Братья переглянулись и пришли к короткому выводу:
– Если и заявится, убьём! И в пекло! он, шинора, убегать вздумал от честного народа, а сестра загибайся?
Не было меж ними и слова сказано о сердечных делах, а всё же чернела Божена от отчаяния. И отчаяние повело её в тяжёлый хмарный день на тропу чёрную, куда и ступать-то не следовало бы!
– Дурное ты задумала, дурное! – шептала Иренка. – Погубишь себя, а проку? И для кого? Тьфу!
– Умолкни! – прорезалась в Божене посреди отчаяния странная жестокость, и слова Иренки не устыдили её. Знала она, что прознай кто в деревне, от насмешек не спастись. Одно дело горем чернеть, другое – на дурнотропье идти.
Но шла, готова было ко всему.
– Ты ночью калитку отопри только, – уговаривала Божена, – отопри и только. И к себе ступай. А я к утру уж вернусь!
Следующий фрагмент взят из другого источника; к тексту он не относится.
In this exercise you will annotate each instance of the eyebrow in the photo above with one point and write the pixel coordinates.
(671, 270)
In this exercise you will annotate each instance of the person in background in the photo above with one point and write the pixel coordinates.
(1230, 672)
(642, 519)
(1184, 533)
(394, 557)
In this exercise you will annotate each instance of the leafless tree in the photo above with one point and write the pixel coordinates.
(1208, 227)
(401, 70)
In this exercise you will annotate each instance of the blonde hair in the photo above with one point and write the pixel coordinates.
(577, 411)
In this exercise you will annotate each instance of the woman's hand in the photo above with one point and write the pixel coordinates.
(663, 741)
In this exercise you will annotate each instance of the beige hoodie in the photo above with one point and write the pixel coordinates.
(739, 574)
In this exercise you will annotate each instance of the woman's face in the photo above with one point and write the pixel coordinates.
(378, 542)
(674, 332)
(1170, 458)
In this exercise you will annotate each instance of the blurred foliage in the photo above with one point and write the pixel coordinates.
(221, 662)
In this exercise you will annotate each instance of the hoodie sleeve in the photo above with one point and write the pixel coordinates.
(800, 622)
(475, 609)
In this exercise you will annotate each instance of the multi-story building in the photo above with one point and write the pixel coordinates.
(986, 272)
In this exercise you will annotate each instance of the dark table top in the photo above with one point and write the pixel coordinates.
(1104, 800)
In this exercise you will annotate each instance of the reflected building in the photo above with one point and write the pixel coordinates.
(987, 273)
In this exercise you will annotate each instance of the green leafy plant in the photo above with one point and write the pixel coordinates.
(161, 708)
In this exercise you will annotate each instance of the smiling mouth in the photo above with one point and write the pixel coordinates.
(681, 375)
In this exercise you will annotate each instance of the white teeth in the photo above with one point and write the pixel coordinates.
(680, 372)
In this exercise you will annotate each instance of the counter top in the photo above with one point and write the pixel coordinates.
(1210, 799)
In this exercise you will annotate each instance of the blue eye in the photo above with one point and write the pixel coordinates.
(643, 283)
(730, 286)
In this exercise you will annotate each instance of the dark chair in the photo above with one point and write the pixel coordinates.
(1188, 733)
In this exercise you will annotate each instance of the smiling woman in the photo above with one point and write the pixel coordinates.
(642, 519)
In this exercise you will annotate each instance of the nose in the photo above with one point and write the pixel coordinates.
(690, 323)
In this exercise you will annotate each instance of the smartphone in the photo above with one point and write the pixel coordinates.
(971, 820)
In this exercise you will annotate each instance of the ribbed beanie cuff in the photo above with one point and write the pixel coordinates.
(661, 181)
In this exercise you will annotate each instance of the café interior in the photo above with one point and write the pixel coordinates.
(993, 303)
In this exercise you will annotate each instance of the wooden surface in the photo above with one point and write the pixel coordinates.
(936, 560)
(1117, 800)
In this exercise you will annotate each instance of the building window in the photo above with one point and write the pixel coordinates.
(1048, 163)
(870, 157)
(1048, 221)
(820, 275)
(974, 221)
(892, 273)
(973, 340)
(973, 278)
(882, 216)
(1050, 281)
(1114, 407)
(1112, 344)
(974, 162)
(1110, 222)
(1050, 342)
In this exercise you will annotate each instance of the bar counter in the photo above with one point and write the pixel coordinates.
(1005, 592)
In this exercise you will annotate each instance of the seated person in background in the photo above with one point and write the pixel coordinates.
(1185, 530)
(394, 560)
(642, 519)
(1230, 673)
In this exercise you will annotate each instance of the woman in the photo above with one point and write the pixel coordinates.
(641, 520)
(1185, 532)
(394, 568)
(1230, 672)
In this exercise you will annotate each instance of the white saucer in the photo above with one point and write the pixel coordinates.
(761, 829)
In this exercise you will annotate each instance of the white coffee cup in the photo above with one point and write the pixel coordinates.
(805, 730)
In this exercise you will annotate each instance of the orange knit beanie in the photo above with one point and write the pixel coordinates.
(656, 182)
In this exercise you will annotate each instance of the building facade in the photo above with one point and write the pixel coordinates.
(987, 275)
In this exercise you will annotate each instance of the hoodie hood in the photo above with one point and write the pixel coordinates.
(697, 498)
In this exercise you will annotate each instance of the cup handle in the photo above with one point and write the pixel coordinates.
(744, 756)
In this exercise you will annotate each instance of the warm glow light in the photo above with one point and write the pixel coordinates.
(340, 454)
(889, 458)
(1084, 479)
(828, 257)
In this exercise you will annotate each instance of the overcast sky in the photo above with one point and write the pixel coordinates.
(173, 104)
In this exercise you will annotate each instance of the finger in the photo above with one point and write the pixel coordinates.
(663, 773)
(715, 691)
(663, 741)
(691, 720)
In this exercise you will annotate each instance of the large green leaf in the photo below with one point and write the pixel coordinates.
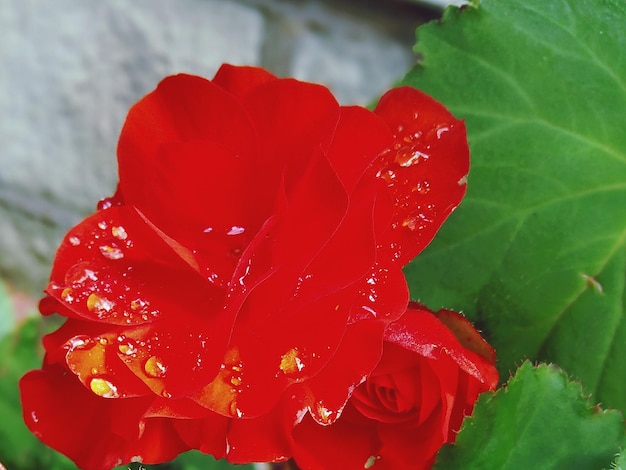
(539, 420)
(536, 253)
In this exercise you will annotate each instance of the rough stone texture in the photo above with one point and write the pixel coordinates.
(69, 70)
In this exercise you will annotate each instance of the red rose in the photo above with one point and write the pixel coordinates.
(432, 370)
(246, 267)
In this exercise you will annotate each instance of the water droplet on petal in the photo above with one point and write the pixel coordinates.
(137, 304)
(371, 461)
(119, 232)
(78, 274)
(126, 346)
(68, 295)
(107, 203)
(98, 304)
(154, 367)
(441, 131)
(387, 174)
(324, 414)
(235, 230)
(111, 252)
(103, 388)
(419, 219)
(79, 342)
(422, 187)
(234, 409)
(291, 363)
(408, 156)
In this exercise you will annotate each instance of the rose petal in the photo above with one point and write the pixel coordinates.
(425, 168)
(183, 109)
(97, 433)
(239, 80)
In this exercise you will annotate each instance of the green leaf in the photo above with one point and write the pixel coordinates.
(7, 315)
(536, 253)
(539, 420)
(19, 449)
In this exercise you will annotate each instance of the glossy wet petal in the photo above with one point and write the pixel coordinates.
(425, 168)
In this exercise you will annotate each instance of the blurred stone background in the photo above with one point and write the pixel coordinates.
(70, 69)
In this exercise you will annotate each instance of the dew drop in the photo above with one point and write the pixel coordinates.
(106, 203)
(79, 342)
(291, 363)
(68, 295)
(409, 156)
(441, 131)
(103, 388)
(234, 409)
(111, 252)
(422, 187)
(387, 174)
(235, 230)
(137, 304)
(154, 368)
(324, 413)
(119, 232)
(78, 274)
(417, 220)
(126, 346)
(371, 461)
(95, 303)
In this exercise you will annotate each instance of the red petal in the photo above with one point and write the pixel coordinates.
(293, 120)
(239, 80)
(206, 435)
(420, 331)
(359, 138)
(357, 355)
(425, 168)
(347, 444)
(467, 335)
(96, 433)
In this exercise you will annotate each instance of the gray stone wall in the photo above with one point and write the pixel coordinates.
(70, 69)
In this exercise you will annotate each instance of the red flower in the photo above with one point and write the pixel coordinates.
(246, 267)
(432, 370)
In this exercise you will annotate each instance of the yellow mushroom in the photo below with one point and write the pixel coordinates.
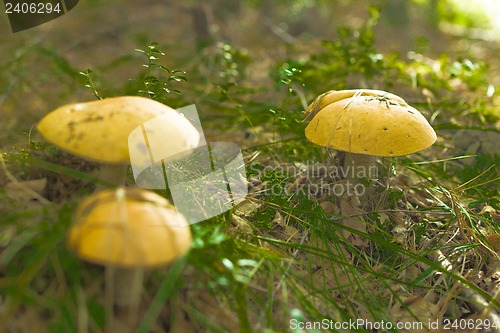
(371, 123)
(99, 130)
(128, 231)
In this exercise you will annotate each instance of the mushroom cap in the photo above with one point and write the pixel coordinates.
(99, 130)
(372, 125)
(131, 228)
(336, 95)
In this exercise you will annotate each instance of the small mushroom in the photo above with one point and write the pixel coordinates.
(127, 231)
(365, 124)
(99, 131)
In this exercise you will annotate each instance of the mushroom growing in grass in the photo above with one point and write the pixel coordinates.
(128, 231)
(364, 124)
(99, 130)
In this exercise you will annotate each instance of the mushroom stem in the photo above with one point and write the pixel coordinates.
(357, 167)
(128, 287)
(124, 286)
(111, 173)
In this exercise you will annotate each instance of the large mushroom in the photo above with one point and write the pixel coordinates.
(364, 124)
(99, 131)
(128, 231)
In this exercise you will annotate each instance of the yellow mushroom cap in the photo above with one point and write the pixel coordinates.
(131, 228)
(371, 125)
(99, 130)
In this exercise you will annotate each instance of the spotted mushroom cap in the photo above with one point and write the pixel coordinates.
(130, 228)
(377, 125)
(99, 130)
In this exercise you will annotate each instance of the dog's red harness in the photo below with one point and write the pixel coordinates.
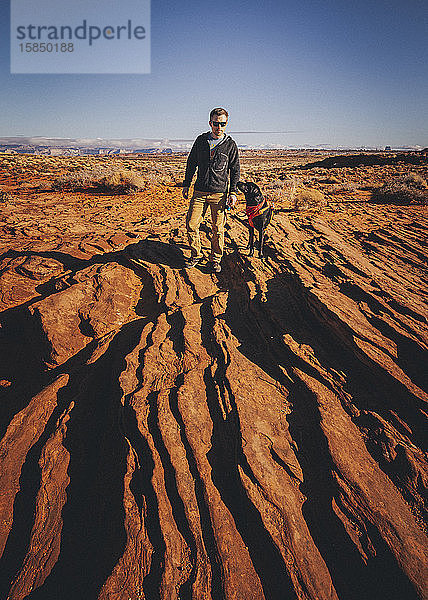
(256, 211)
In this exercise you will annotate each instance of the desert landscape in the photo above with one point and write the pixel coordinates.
(170, 433)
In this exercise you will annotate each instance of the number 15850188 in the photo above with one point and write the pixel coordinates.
(47, 47)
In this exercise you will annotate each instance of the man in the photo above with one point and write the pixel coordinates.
(215, 155)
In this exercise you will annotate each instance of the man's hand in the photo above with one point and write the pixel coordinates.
(232, 200)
Иренка покивала. Жалела подругу, а только сговорились они, к матери Божены бросилась:
– Божена ночью на дурнотропь собралась! К колдунье!
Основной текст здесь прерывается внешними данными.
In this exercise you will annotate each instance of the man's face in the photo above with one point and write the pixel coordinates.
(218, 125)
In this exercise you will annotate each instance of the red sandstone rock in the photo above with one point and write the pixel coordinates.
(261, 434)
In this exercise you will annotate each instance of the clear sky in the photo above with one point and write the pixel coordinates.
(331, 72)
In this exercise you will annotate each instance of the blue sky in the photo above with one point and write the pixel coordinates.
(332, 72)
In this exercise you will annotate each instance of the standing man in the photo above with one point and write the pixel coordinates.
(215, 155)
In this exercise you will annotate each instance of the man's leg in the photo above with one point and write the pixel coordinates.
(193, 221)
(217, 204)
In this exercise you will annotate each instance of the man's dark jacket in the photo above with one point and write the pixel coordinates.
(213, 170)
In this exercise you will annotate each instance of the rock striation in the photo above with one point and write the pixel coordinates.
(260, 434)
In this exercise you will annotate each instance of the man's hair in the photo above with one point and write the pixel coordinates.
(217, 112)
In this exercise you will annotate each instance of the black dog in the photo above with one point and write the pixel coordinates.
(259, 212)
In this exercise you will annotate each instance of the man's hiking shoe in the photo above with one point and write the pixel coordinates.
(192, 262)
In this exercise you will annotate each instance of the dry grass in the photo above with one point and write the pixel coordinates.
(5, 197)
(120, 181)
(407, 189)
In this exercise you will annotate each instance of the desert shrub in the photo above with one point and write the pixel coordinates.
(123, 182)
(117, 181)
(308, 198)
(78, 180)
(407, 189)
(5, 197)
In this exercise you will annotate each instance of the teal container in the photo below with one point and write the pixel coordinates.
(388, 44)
Знала Иренка что доверия Божены лишается. Знала, что запрут ту дома, приставят, если надо, и девку к ней, а не спустят больше. Дурнотропь – это чёрная дорога. Там колдунья, там смерть. И не стоит ни один босяк того, чтобы туда идти.
Слышала Иренка, как ночью билась Божена, застигнутая братьями и отцом у калитки. Рыдала, кляла, догадавшись, и Иренку, но верила: правильно поступила, правильно. То, былое, переживётся как-нибудь, а дурнотропь – это гибель!
***
Меж тем Мареку уже никогда не прийти домой – сплелась уже та цепь обстоятельств, оплела и ноги его, и плоть, и душу.
Сначала, впрочем, он вовсе того не хотел, отбивался, когда шумела мать:
– Справедливо ли это на свете? Отец твой всю жизнь на них спину гнул, рук не жалел, а у них чего? Дом – полная чаша, а мы-то? мы? На всю их алчность трудились!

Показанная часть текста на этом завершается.